…And What the Therapist Really Means
After several visits to doctors and therapists with Jordan, I have learned that there is a fine art to understanding what all of these professionals are saying. It has taken time and a well-trained ear, but I believe I may be able to offer my translation services to other parents who may also be navigating the same medical and therapeutic avenues. Please find below a basic list of translations, which will help you decipher exactly what each professional is trying to communicate in his or her own very politically correct and professional manner. (This list will surely continue to grow as we see more doctors and therapists.)
Says: My, my! Isn’t he a busy boy?!
Means: Holy smokes, my office will never be the same again!

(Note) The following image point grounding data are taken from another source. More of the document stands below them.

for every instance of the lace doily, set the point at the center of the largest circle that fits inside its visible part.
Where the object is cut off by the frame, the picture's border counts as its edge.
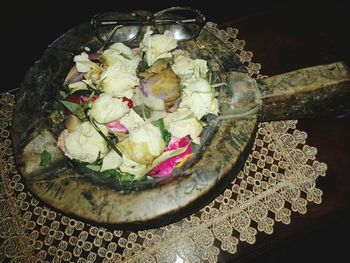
(279, 177)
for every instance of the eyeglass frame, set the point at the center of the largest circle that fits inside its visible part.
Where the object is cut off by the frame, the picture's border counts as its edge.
(149, 20)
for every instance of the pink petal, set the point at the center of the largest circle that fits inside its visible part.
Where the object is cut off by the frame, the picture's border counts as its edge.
(166, 167)
(61, 140)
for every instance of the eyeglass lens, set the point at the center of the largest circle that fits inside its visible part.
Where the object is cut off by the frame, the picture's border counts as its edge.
(186, 23)
(124, 32)
(183, 23)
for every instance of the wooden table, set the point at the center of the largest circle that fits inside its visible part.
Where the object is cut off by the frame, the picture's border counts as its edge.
(283, 38)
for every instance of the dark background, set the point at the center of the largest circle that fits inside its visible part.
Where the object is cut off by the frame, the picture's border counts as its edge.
(27, 28)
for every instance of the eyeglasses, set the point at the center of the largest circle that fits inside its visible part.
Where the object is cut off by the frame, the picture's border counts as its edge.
(182, 22)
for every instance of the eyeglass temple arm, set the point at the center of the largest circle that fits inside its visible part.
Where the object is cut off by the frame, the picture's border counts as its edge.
(97, 22)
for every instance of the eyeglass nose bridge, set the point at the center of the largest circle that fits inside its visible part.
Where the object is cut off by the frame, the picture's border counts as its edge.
(140, 19)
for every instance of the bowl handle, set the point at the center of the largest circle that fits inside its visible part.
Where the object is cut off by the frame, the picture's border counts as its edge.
(317, 91)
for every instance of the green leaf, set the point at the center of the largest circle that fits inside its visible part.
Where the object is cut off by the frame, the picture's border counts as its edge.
(75, 108)
(63, 94)
(94, 167)
(143, 110)
(165, 133)
(46, 159)
(121, 177)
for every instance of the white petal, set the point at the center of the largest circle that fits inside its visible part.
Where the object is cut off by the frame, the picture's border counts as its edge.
(111, 161)
(107, 109)
(131, 120)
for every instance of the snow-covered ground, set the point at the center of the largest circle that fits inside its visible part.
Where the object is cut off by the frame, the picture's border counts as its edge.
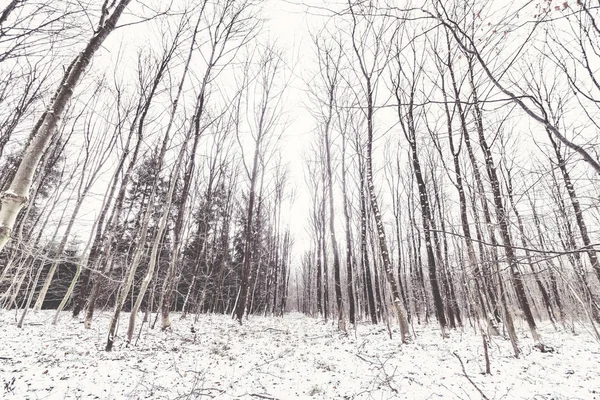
(294, 357)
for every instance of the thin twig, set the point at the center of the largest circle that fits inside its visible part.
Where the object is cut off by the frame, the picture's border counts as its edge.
(467, 376)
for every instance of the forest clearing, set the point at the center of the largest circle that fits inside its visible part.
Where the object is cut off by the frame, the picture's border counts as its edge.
(281, 199)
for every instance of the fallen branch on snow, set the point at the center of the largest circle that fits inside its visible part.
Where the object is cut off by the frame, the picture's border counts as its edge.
(469, 378)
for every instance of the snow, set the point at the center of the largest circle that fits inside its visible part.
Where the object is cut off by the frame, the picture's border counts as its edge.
(294, 357)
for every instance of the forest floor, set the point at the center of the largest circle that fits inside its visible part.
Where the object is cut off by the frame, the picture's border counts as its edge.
(293, 357)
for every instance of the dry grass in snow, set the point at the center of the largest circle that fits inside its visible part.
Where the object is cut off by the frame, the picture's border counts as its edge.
(294, 357)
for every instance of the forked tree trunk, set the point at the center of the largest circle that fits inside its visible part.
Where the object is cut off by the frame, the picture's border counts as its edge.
(17, 195)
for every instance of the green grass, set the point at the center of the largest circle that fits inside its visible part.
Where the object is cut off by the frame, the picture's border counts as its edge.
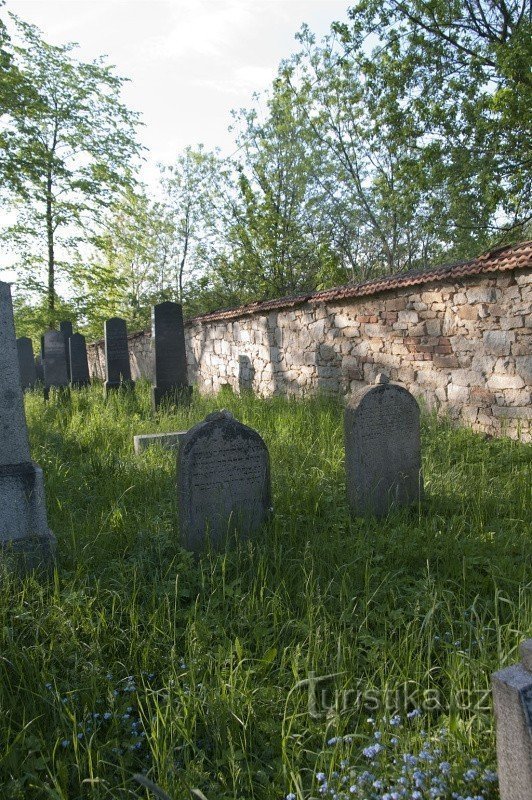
(208, 656)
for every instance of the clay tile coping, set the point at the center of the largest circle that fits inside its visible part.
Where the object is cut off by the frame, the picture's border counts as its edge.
(500, 259)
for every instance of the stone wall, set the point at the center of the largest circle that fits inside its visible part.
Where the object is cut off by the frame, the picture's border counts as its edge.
(461, 344)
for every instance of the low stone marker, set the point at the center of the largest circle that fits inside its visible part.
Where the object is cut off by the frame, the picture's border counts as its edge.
(55, 370)
(26, 362)
(168, 441)
(117, 366)
(382, 449)
(25, 539)
(67, 330)
(512, 701)
(168, 335)
(223, 481)
(79, 363)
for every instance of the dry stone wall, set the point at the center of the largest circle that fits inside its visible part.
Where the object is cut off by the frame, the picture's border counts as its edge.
(462, 346)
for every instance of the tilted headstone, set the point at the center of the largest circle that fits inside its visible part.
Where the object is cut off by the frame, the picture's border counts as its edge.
(25, 539)
(66, 329)
(223, 481)
(382, 449)
(512, 702)
(168, 441)
(39, 368)
(117, 366)
(55, 371)
(79, 363)
(26, 362)
(168, 335)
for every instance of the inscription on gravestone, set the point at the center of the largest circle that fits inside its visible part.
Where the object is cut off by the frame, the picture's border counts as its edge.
(79, 363)
(117, 366)
(382, 449)
(223, 479)
(25, 539)
(168, 335)
(66, 329)
(26, 361)
(55, 370)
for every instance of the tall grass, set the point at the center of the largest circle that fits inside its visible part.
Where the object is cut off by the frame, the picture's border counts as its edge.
(136, 659)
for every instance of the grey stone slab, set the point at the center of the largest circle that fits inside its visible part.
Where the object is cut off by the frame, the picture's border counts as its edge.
(25, 539)
(223, 482)
(79, 363)
(117, 364)
(26, 362)
(512, 702)
(168, 441)
(67, 330)
(382, 449)
(55, 368)
(168, 336)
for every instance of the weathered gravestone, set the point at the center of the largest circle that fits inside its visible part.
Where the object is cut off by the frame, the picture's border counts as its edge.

Says: Is he always this flitty?
Means: Um, does this kid ever sit still? EVER?
Says: I think we need a team approach.
Means: I don’t even know where to start.
Says: Has a doctor recommended medication for him?
Means: OMG, I think I have some meds right here in my purse…you know, if you’d like to give them a try.
Says: Is he going to school this fall?
Means: Will he have to keep coming here as well?
Says: Does he have any particularly strong interests?
Means: Will ANYTHING make this kid sit still?
Says: I would love for my colleague to observe him as well.
Means: Seriously, we could probably sell tickets to this event!
Says: This little man is quite a puzzle!
Means: I still don’t have any clue where to start with him.
Says: Does he always explore this much?
Means: Why won’t he stay out of my bleepity-bleep-bleep stuff?!?
Says: Do you have any information at all about the birth mother?
Means: Did she, by chance, drop him on his head?
Says: I would love to work with him!
Means: My bill will be in the mail. And I’m charging the this-kid-exhausts-me rate.
Says: I’ll forward you some contact information.
Means: I may be in touch if I can ever get my office put back together.